Toute personne sur le site peut saisir le comité, qu’il s’agisse d’un chercheur, d’un vétérinaire, ou encore d’un étudiant qui pourrait se poser « une question sur la façon dont un animal a été pris en charge ou sur les modalités de vie d’un animal qu’il a vu sur le site ».
En 2021, le comité d’éthique de VetAgro Sup a étudié 67 demandes dont 20 demandes officielles d’évaluation de projets à des fins scientifiques, les autres étant des dossiers qui concernent la recherche clinique, et l’utilisation d’animaux pour l’enseignement.
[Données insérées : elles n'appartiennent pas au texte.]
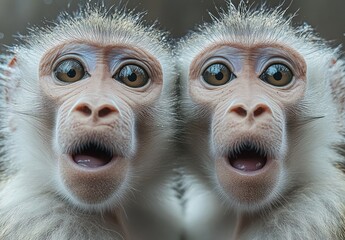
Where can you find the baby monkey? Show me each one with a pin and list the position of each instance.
(261, 129)
(84, 105)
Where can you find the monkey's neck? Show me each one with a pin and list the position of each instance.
(243, 221)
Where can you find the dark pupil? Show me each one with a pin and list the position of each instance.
(132, 77)
(278, 76)
(219, 76)
(71, 73)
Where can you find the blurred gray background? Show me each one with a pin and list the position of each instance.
(176, 16)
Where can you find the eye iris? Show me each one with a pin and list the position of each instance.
(217, 74)
(277, 75)
(132, 76)
(70, 70)
(71, 73)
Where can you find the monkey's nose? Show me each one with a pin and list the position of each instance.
(257, 111)
(100, 112)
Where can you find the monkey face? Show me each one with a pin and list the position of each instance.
(102, 94)
(248, 91)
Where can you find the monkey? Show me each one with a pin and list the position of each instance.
(261, 124)
(87, 122)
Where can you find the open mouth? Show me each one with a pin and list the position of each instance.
(248, 158)
(92, 155)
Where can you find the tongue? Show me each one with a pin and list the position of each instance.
(89, 161)
(248, 162)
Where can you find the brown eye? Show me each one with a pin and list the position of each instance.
(70, 70)
(277, 75)
(133, 76)
(217, 74)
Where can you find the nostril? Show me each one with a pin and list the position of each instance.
(261, 109)
(105, 111)
(84, 109)
(239, 111)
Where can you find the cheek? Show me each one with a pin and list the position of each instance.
(248, 189)
(73, 133)
(93, 187)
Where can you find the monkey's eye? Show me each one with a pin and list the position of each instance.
(217, 74)
(133, 76)
(277, 75)
(70, 70)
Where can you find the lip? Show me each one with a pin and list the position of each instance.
(260, 171)
(81, 168)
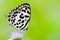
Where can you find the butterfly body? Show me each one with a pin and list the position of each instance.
(20, 16)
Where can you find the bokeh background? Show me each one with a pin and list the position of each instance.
(44, 23)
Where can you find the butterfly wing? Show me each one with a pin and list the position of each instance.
(20, 16)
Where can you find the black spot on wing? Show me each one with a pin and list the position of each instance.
(23, 10)
(22, 21)
(28, 12)
(26, 16)
(25, 25)
(21, 25)
(21, 16)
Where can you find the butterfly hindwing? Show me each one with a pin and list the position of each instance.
(20, 16)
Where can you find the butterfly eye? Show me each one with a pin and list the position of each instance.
(20, 16)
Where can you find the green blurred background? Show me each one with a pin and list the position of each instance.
(44, 23)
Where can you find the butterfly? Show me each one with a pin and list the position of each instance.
(20, 16)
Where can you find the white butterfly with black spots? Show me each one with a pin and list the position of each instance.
(20, 16)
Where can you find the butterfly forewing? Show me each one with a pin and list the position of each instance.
(20, 16)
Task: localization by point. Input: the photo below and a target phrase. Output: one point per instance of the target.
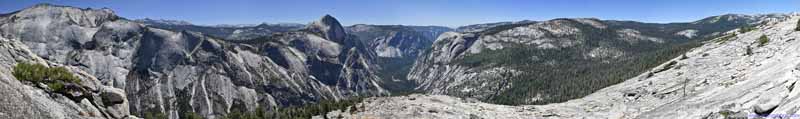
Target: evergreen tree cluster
(54, 77)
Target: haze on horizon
(450, 13)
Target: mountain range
(719, 66)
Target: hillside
(740, 75)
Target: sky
(450, 13)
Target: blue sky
(418, 12)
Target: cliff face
(742, 74)
(179, 71)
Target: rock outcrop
(23, 99)
(734, 76)
(486, 62)
(170, 73)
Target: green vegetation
(571, 76)
(745, 29)
(296, 112)
(763, 40)
(192, 115)
(54, 77)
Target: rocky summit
(164, 72)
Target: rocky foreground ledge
(743, 74)
(432, 107)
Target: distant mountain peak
(163, 21)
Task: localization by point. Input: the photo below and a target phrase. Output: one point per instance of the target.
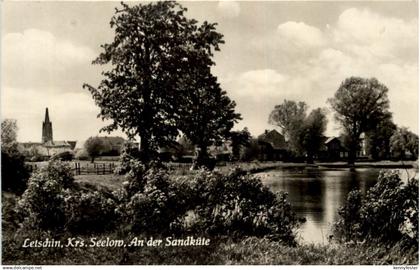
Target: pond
(316, 194)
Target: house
(222, 152)
(334, 149)
(272, 145)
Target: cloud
(365, 33)
(73, 114)
(36, 58)
(229, 8)
(308, 63)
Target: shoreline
(265, 166)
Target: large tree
(290, 116)
(311, 135)
(154, 47)
(207, 114)
(359, 105)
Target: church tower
(46, 128)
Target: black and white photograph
(209, 133)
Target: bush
(88, 212)
(82, 155)
(43, 201)
(210, 203)
(155, 205)
(388, 213)
(14, 174)
(53, 202)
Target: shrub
(87, 212)
(82, 155)
(156, 205)
(53, 202)
(210, 202)
(238, 204)
(388, 213)
(14, 174)
(43, 201)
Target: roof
(57, 144)
(274, 138)
(330, 139)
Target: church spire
(47, 117)
(47, 128)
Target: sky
(273, 51)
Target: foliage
(207, 114)
(251, 152)
(402, 141)
(312, 133)
(304, 132)
(14, 174)
(359, 105)
(43, 201)
(153, 51)
(81, 154)
(239, 140)
(89, 212)
(388, 213)
(238, 204)
(53, 202)
(9, 130)
(94, 147)
(379, 139)
(63, 156)
(290, 116)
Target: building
(46, 129)
(272, 145)
(47, 147)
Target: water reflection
(316, 194)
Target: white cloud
(365, 33)
(73, 114)
(229, 8)
(37, 58)
(300, 35)
(313, 63)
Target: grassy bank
(220, 251)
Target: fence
(95, 168)
(85, 168)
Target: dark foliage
(388, 213)
(14, 174)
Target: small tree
(207, 114)
(359, 105)
(312, 133)
(93, 147)
(290, 117)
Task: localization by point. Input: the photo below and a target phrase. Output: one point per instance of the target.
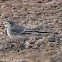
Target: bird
(18, 32)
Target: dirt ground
(40, 15)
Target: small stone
(51, 39)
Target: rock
(52, 39)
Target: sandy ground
(41, 15)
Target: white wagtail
(17, 32)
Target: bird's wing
(17, 29)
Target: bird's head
(8, 23)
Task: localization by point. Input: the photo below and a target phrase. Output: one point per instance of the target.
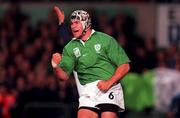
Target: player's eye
(75, 17)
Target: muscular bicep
(67, 63)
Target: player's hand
(60, 14)
(104, 85)
(55, 60)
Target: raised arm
(63, 30)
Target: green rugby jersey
(95, 59)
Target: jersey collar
(92, 32)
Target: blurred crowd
(123, 1)
(26, 75)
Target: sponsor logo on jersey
(97, 47)
(77, 52)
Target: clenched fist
(55, 60)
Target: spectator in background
(99, 93)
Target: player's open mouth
(75, 31)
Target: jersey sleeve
(116, 53)
(67, 62)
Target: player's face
(77, 28)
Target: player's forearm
(121, 71)
(61, 74)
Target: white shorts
(92, 97)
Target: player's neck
(86, 35)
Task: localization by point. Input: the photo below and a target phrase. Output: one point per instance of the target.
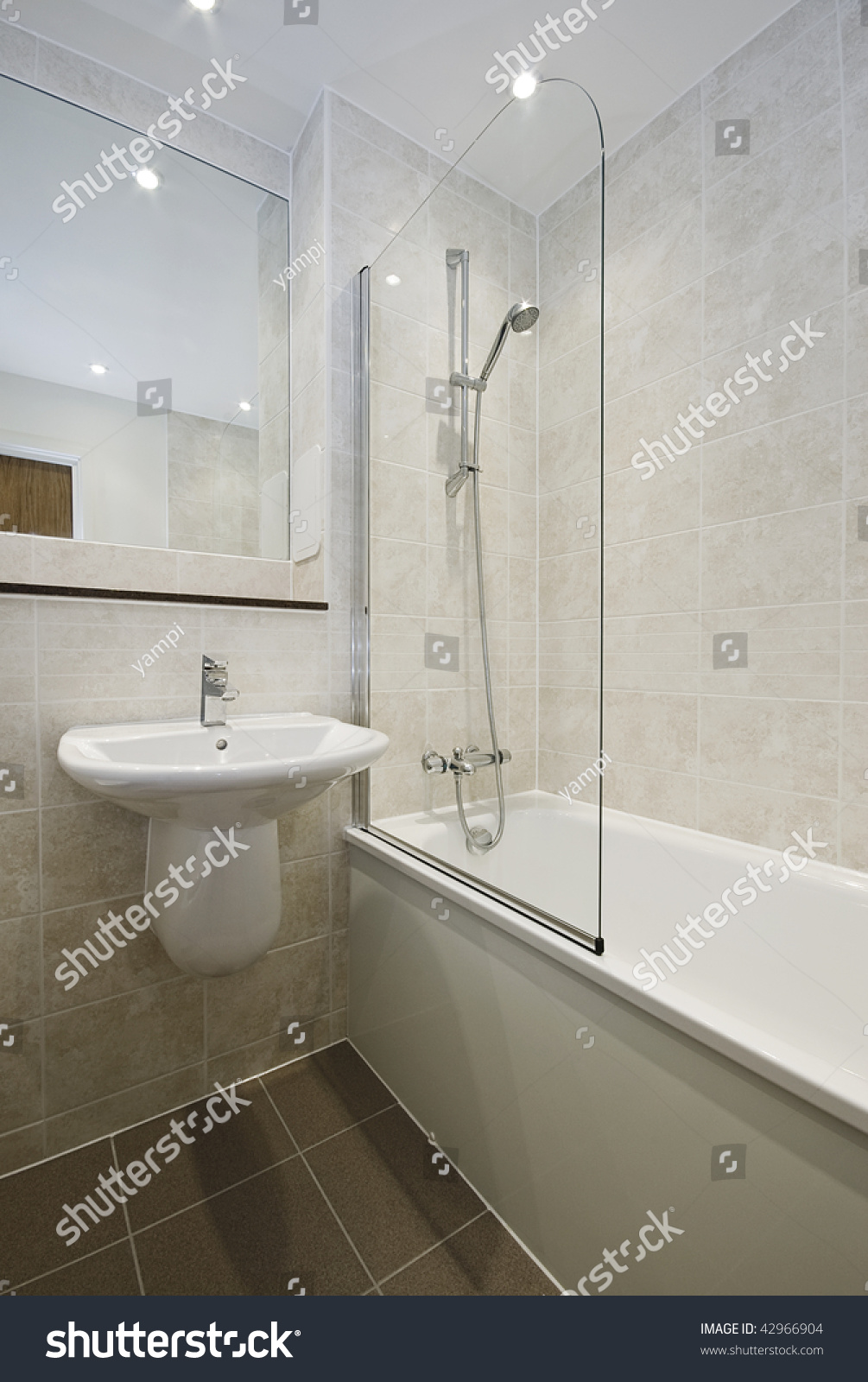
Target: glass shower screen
(478, 520)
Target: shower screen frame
(361, 580)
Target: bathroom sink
(213, 884)
(249, 770)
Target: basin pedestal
(228, 914)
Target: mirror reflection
(143, 340)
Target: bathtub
(570, 1085)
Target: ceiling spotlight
(524, 86)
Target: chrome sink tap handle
(216, 691)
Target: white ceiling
(418, 66)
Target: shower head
(522, 318)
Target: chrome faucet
(216, 691)
(463, 762)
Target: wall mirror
(143, 339)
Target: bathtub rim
(839, 1094)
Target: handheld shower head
(522, 318)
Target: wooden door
(35, 497)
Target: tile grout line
(66, 1266)
(338, 1220)
(165, 1113)
(433, 1248)
(483, 1200)
(126, 1220)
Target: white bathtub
(781, 987)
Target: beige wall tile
(92, 852)
(104, 1048)
(136, 964)
(20, 964)
(651, 730)
(306, 902)
(763, 815)
(124, 1110)
(20, 854)
(249, 1006)
(788, 746)
(22, 1087)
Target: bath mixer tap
(463, 762)
(216, 691)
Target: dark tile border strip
(24, 587)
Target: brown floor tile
(481, 1259)
(375, 1176)
(31, 1207)
(107, 1273)
(326, 1094)
(252, 1240)
(250, 1140)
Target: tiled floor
(321, 1178)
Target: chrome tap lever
(216, 691)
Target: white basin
(173, 769)
(213, 874)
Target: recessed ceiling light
(524, 86)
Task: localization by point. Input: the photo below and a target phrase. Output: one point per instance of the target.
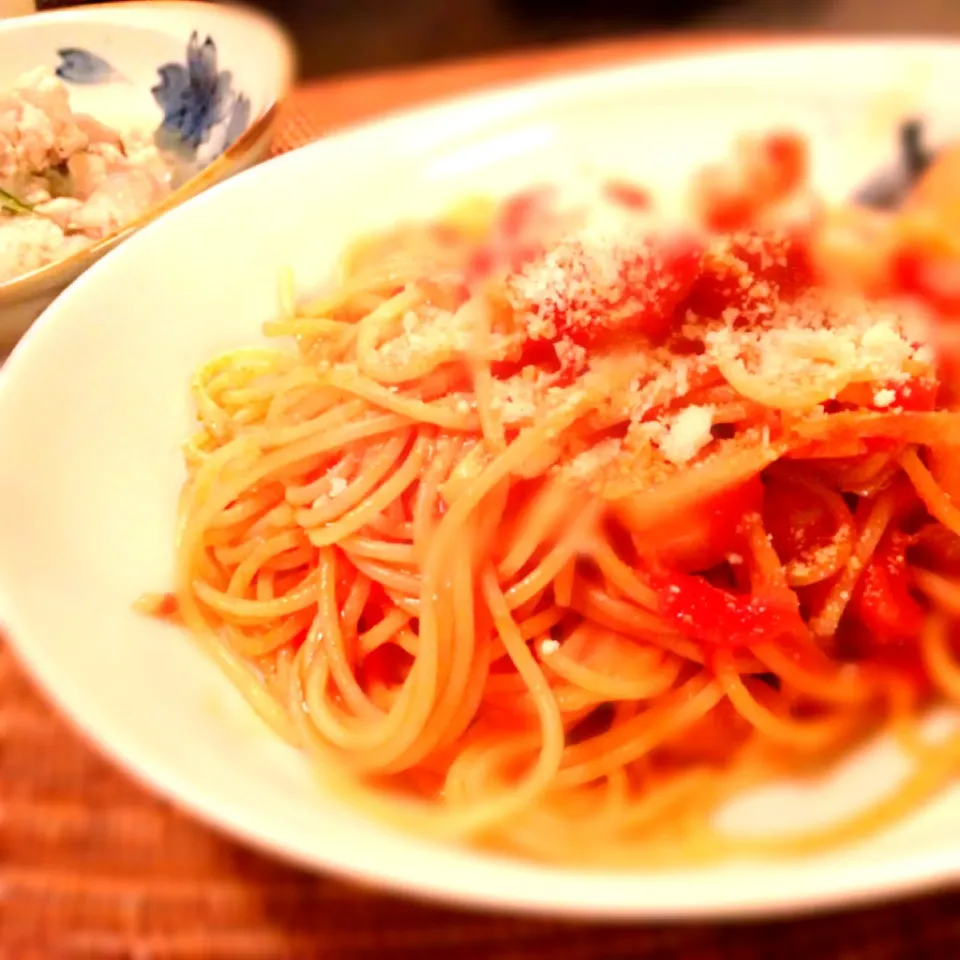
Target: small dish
(206, 78)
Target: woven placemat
(92, 866)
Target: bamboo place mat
(91, 866)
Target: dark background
(339, 36)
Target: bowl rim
(849, 884)
(52, 275)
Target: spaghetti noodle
(554, 548)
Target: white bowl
(94, 405)
(122, 63)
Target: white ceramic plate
(94, 405)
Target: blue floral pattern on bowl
(197, 98)
(83, 67)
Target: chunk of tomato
(717, 617)
(883, 601)
(704, 536)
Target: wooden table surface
(92, 866)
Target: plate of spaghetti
(548, 501)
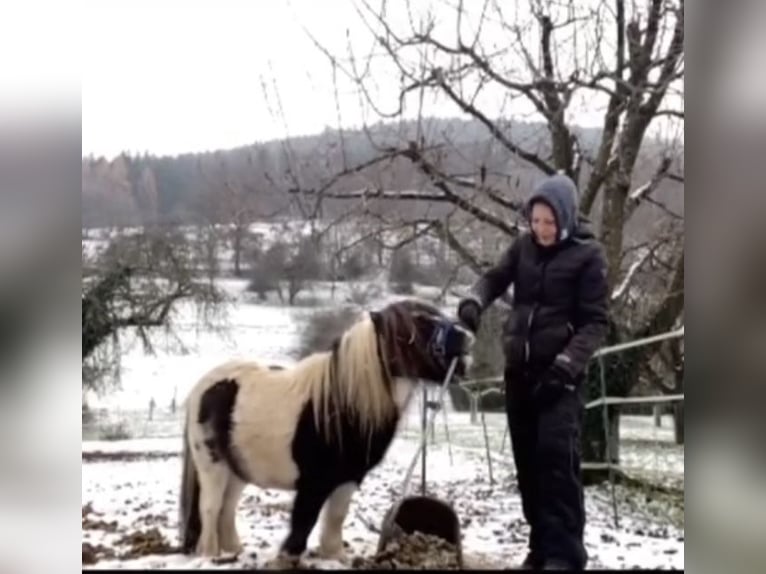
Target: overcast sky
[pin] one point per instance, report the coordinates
(181, 76)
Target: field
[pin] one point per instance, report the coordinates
(130, 486)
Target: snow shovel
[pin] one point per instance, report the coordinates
(425, 514)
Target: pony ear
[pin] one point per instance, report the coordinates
(377, 320)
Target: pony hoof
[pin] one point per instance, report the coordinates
(282, 562)
(332, 553)
(226, 558)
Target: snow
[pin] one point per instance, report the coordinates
(135, 482)
(145, 491)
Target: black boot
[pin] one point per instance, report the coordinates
(531, 562)
(556, 564)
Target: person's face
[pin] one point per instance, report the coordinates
(544, 224)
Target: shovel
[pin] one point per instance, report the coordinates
(424, 514)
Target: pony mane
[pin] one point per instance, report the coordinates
(354, 378)
(351, 379)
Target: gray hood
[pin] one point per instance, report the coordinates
(560, 193)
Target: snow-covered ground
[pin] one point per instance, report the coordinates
(132, 486)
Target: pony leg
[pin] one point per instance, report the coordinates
(227, 527)
(308, 503)
(331, 538)
(213, 481)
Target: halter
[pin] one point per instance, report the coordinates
(437, 344)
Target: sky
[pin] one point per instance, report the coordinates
(188, 76)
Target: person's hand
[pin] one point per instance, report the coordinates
(469, 313)
(553, 383)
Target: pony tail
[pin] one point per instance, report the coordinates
(189, 522)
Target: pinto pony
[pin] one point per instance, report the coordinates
(316, 428)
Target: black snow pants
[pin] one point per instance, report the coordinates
(546, 450)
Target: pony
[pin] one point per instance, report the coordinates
(316, 427)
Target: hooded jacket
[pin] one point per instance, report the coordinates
(560, 301)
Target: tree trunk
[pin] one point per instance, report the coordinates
(678, 422)
(238, 233)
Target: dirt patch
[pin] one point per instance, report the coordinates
(92, 553)
(126, 456)
(145, 543)
(89, 522)
(414, 551)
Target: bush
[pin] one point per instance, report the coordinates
(353, 267)
(362, 293)
(115, 431)
(402, 272)
(489, 361)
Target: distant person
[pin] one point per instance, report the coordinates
(152, 405)
(559, 319)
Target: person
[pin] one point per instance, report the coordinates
(559, 319)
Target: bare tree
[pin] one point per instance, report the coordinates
(137, 283)
(550, 60)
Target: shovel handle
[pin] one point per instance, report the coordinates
(424, 434)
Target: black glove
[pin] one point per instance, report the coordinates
(549, 388)
(469, 313)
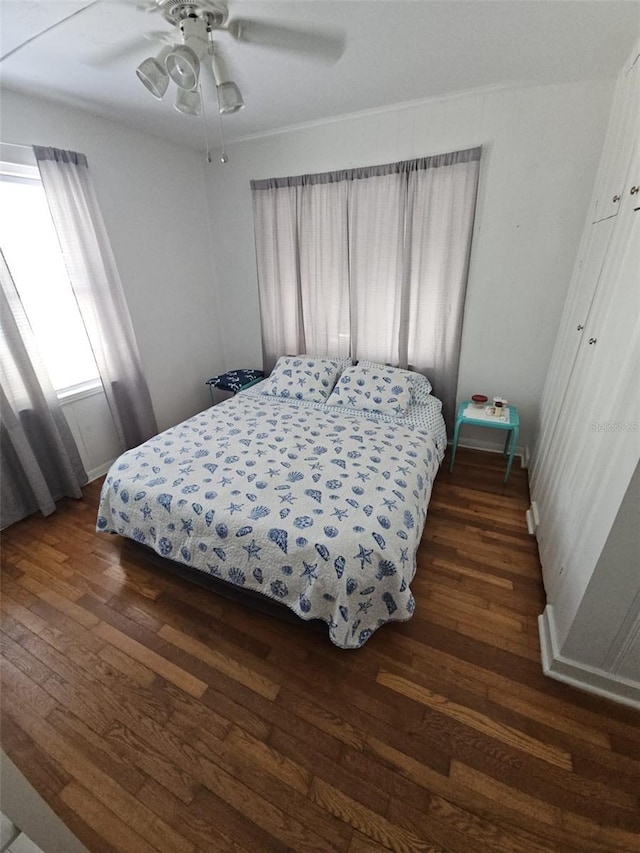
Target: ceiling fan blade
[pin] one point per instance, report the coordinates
(125, 49)
(326, 46)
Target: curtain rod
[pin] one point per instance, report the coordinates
(17, 145)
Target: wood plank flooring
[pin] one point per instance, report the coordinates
(153, 715)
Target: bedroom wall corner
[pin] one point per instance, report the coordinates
(541, 147)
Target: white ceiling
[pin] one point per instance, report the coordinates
(393, 52)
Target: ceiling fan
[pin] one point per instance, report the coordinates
(189, 48)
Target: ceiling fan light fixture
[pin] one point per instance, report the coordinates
(229, 98)
(188, 102)
(153, 75)
(183, 66)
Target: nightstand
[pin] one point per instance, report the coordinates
(235, 380)
(472, 415)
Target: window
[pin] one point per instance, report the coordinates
(32, 252)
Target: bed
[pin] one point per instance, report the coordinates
(311, 489)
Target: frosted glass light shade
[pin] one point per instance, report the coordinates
(153, 76)
(188, 102)
(183, 66)
(229, 98)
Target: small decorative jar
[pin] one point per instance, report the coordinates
(499, 406)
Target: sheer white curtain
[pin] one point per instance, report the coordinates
(369, 262)
(96, 284)
(39, 460)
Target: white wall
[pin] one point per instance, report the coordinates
(541, 148)
(152, 199)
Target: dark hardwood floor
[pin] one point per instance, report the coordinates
(153, 715)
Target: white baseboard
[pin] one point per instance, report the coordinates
(488, 447)
(100, 471)
(580, 675)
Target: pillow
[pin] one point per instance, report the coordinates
(302, 378)
(377, 389)
(341, 361)
(421, 385)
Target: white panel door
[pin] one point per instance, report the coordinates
(622, 135)
(597, 443)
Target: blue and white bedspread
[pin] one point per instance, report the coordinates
(315, 507)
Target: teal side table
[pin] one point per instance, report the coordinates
(477, 417)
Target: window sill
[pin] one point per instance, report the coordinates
(79, 392)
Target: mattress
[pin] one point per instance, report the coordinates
(318, 508)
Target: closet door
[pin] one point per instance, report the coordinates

Replacement en foyer des animaux utilisés à des fins scientifiques
La question du sort des animaux utilisés à des fins scientifiques ou expérimentales est une question qui préoccupe les citoyens. Samuel Vidal nous précise que chaque projet d’expérimentation présenté au comité d’éthique doit préciser le devenir des animaux utilisés. Des porteurs de projet peuvent ainsi s’engager à replacer les animaux en foyer une fois leurs expérimentations réalisées. Dans ce cas, le comité d’éthique est particulièrement vigilant et vérifie que cet engagement est bien mis en œuvre. Samuel Vidal nous précise que le replacement est assez courant et concerne aussi bien les chiens les chevaux que les lapins avec la possibilité d’avoir recours à des associations qui se chargent de leur trouver une famille d’accueil puis adoptante.
[1] Les articles R214-87 à 137 du Code rural sont concernés par ce décret
[2] La structure bien-être animal est rendue obligatoire par l’article R. 214-103 modifié par le décret de 2013
[3] La liste des membres est prévue à l’article R. 214-118 du Code rural.